Başta trafik kazaları olmak üzere, yaşanan acılardan ibret almadığımız ortada. Bir başka örnek daha, yaz geldi, suda boğulmalar bu yıl da yine devam ediyor.

Sonra siğaranın haram olduğunu Diyanet İşleri Başkanlığı açıkladı, çünkü içinde 4 bin çeşit zehir var üzülerek ifade edeyim, gençler ve özellikle de hanımlar arasında siğara içme daha sık görülür oldu.

Hangisini sayayım ki yanlışlarımızın, siz üzerine düğümleyerek uzatıkça örnekleri uzatabilirsiniz. Ta ki, boşanmalardan tutun da, israfa kadar….

Yani ne söyleyeceğimizi bilemiyorum, adam tuvalet duvarlarına, apartman duvarlarına aşkını yazıyor…

Böyle bir düşünce hiçbir dinde, hiçbir felsefi anlayıştı olamaz, olmamalı ama bizde olmaya devam ediyor.

Peki neden? Tek kelime ile bilinçsiz toplumlar, vurdumduymazdır. Aman canım ne olacak; “Atın ölümü de arpadan olsun!” diyerek devam ediyoruz yolumuza.

Çünkü okumuyoruz, bilmiyoruz, araştırmıyoruz.  Ha, ayrıca “okuyan, bilen, araştıran insanların ise farklı  yanlışlar yapmaları ise ayrı bir düşündürücü hadise! Alkol almak v.b

Neysi bu konuda daha fazla da yazmaya gerek yok. Çünkü ne kadar yazsak da, onlar bildiğini yapıyorlar.

HEYECANIMIZI YİTİRMEK  

Yazar D. Ali Taşçı, geçen haftaki yazısında, şöyle diyor: “Heyecanını yitiren insan, ölmüş insandır. Bizi ayakta tutan, hayata bağlayan şey heyecandır…
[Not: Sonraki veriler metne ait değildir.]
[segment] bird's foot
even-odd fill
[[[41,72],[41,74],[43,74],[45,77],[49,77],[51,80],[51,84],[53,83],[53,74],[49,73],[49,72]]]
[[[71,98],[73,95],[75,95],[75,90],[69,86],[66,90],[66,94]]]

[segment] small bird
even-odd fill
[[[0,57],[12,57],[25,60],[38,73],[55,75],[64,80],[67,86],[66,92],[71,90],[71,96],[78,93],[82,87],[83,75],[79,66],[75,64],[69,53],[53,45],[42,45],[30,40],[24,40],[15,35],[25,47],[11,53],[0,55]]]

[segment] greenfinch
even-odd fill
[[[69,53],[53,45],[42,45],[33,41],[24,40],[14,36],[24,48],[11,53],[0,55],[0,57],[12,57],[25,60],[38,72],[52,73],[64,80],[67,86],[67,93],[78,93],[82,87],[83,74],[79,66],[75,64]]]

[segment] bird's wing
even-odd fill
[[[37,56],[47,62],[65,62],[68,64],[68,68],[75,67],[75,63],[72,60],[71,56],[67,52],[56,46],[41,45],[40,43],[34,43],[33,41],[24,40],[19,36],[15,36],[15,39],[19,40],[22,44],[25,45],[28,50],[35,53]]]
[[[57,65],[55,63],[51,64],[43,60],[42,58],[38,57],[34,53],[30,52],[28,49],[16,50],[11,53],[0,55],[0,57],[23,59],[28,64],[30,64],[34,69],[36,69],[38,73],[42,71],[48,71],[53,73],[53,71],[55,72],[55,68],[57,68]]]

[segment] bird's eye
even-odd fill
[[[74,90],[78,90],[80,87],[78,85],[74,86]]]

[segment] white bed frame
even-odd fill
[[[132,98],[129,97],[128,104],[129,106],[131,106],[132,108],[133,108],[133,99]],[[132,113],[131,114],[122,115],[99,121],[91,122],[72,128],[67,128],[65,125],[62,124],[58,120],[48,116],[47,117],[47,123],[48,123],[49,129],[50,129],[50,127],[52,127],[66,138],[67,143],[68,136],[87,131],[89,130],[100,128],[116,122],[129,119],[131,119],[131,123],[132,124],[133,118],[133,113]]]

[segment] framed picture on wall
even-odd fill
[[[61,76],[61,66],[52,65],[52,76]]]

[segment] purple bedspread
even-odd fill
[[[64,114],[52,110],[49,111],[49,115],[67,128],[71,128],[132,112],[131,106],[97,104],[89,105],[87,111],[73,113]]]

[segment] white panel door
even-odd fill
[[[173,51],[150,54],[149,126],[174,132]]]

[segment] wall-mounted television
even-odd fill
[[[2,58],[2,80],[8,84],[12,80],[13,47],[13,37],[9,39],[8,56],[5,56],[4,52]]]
Hayat basamaklarımıza bir göz atalım: Doğarız, dünya heyecanı ağlatır bizi. Büyüdükçe okula gitme heyecanı içimizi sarar. Sınav heyecanı, sınıf geçme kaygısı derken yaşamın bir başka gizemli dünyası kapımızı çalar: Sevda! Heyecan doruktadır. Bulutlu bakışların ardından yürek yangınlarının dumanı yükselir aşk tepelerine. Dalgınlıklar, heyecanın çocuğu, dikişsiz konuşmalar, delişmen aklın sarhoşluğu. Analar dizlerini döver:“Yavruma, çocuğuma bir şeyler oldu, başına bir hal gelmesinden korkuyorum.” diyerek. Bilmez ki analar, sevdaya ev sahipliği yapmayan kalpleri ileride, dünyanın çirkinlikleri işgal edecektir.

Sevda, kalbi hep tetikte tuttuğu için kişiyi düşmanın saldırısından korur. Düşman kimdir? Düşman senin nefsin. Yeni heyecanlar üretemedikçe, sen hep nefsinin kurbanı olacaksın.

HEYECANLARI KARIŞTIRMAMAK GEREK

Ve yine çevreni gözlemle, gözlerinden ışıklar akan insanlar göreceksin. Onlar şehvetle bakmaz, onlar, Rablerinin nuruyla nazar eder âleme; bunun için feraset ehlidirler.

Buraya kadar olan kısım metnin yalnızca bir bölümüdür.